調査チームが組まれて十数年、未だ突如として現れた最強の妖ということしか分かっていない。きっと神職さまたちが必死に頭を悩ませてたどり着いた仮説なのだろう。


「でも鬼門が生まれるのは大災害が発生した直後が通説だろ。その当時災害が発生した記録は何一つ残ってないはずだ」


へぇ、とたまらず相槌を打つと、恵衣くんがまた呆れたような顔で私を見た。

だってしょうがないじゃん。恐らくみんなは初等部か中等部で学ぶ基礎知識なのだろうけれど、私にはその期間がない。そもそも鬼門について授業で触れられることなんて滅多にないので、自分で調べようとも思わなかった。

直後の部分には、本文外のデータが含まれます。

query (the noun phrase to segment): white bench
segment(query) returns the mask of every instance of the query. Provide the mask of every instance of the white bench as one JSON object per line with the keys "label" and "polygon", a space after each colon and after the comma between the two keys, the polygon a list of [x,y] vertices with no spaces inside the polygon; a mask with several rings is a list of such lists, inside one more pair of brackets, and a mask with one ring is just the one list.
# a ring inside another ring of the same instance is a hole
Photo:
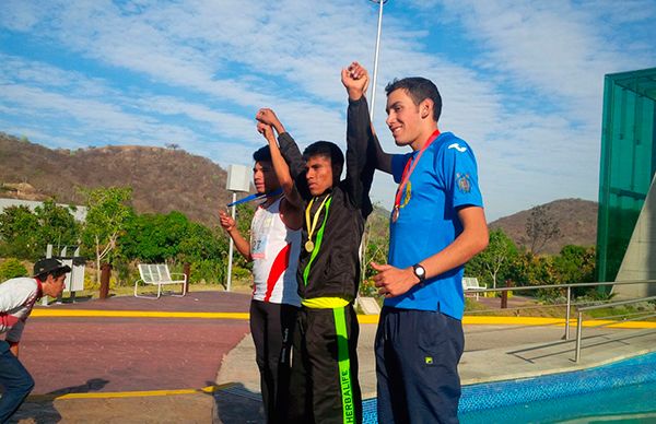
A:
{"label": "white bench", "polygon": [[479,288],[488,288],[488,284],[480,284],[476,276],[462,276],[462,292],[465,292],[465,295],[468,292],[472,293],[478,301],[479,292],[476,292],[476,290]]}
{"label": "white bench", "polygon": [[[139,263],[139,275],[141,279],[134,282],[134,297],[156,299],[162,295],[162,286],[167,284],[181,284],[181,294],[172,294],[172,296],[183,297],[187,294],[187,275],[183,273],[171,273],[168,272],[168,266],[166,263]],[[172,276],[181,275],[181,280],[173,280]],[[157,286],[157,296],[143,296],[139,295],[137,287],[139,283],[151,284]]]}

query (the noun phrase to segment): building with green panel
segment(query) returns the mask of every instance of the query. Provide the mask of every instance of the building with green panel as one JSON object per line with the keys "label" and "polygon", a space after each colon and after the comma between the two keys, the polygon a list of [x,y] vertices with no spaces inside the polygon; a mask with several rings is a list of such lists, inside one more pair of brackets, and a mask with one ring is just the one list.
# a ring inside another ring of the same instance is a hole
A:
{"label": "building with green panel", "polygon": [[[655,173],[656,68],[608,74],[597,224],[599,281],[656,279]],[[630,285],[622,286],[621,294],[624,287],[637,290],[631,295],[647,292],[646,285]]]}

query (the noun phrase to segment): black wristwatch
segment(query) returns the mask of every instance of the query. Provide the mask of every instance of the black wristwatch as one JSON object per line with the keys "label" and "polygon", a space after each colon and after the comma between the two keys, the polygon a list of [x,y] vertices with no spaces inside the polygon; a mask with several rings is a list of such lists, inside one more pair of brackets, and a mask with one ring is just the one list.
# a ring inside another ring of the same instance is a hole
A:
{"label": "black wristwatch", "polygon": [[426,270],[419,263],[412,266],[412,272],[414,272],[414,275],[417,275],[419,281],[424,281],[426,279]]}

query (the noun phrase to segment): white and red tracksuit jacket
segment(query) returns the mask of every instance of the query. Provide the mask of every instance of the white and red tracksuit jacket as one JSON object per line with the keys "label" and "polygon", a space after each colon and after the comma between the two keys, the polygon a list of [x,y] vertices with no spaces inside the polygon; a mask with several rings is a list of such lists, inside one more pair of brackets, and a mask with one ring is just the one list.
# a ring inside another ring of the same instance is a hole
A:
{"label": "white and red tracksuit jacket", "polygon": [[42,296],[40,281],[27,276],[7,280],[0,284],[0,334],[8,342],[21,340],[25,320]]}

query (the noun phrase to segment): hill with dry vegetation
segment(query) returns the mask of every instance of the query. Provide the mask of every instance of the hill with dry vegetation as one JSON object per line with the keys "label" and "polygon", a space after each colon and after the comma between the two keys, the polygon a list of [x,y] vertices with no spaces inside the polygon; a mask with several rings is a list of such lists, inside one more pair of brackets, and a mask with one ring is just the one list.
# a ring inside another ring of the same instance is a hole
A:
{"label": "hill with dry vegetation", "polygon": [[[558,254],[563,246],[595,246],[597,244],[597,202],[582,199],[561,199],[546,203],[547,216],[558,225],[560,235],[549,240],[541,252]],[[526,232],[531,210],[514,213],[490,223],[502,228],[517,246],[528,247]]]}
{"label": "hill with dry vegetation", "polygon": [[177,149],[106,146],[50,150],[0,132],[0,197],[83,204],[81,188],[130,186],[139,213],[180,211],[216,224],[232,199],[226,172]]}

「鬼門はもともと自然発生するものなんだよ。自然災害なんかで地上の呪が一箇所に凝縮された時、歪みが生まれて鬼脈への入口が開く。そこに専門の神職さまが鳥居を建てて神職が管理してんだよ」

「僕も実物は見たことないけど、ブラックホールみたいなのがブワッと現れるらしいよ」


へぇぇ、とこれまた深く頷く。

何となくずっと昔から姿かたちを変えずにあるものだと思っていたから、そんな風に出現するなんてなんだか不思議な感じだ。

となるとやはり三つめの説が一番現実的な気がするけれど。


「自然発生するものだから常にその"専門の神職さま"が見張ってるけど、残念ながらこの山で発生した報告は当時上がってきてなかったんだよねぇ……」


嘉正くんがはぁと息を吐いて空を見上げた。

ということはつまり、三つ目の説が一番ない可能性が高いということか。

空亡の調査はかなり行き詰っているようだ。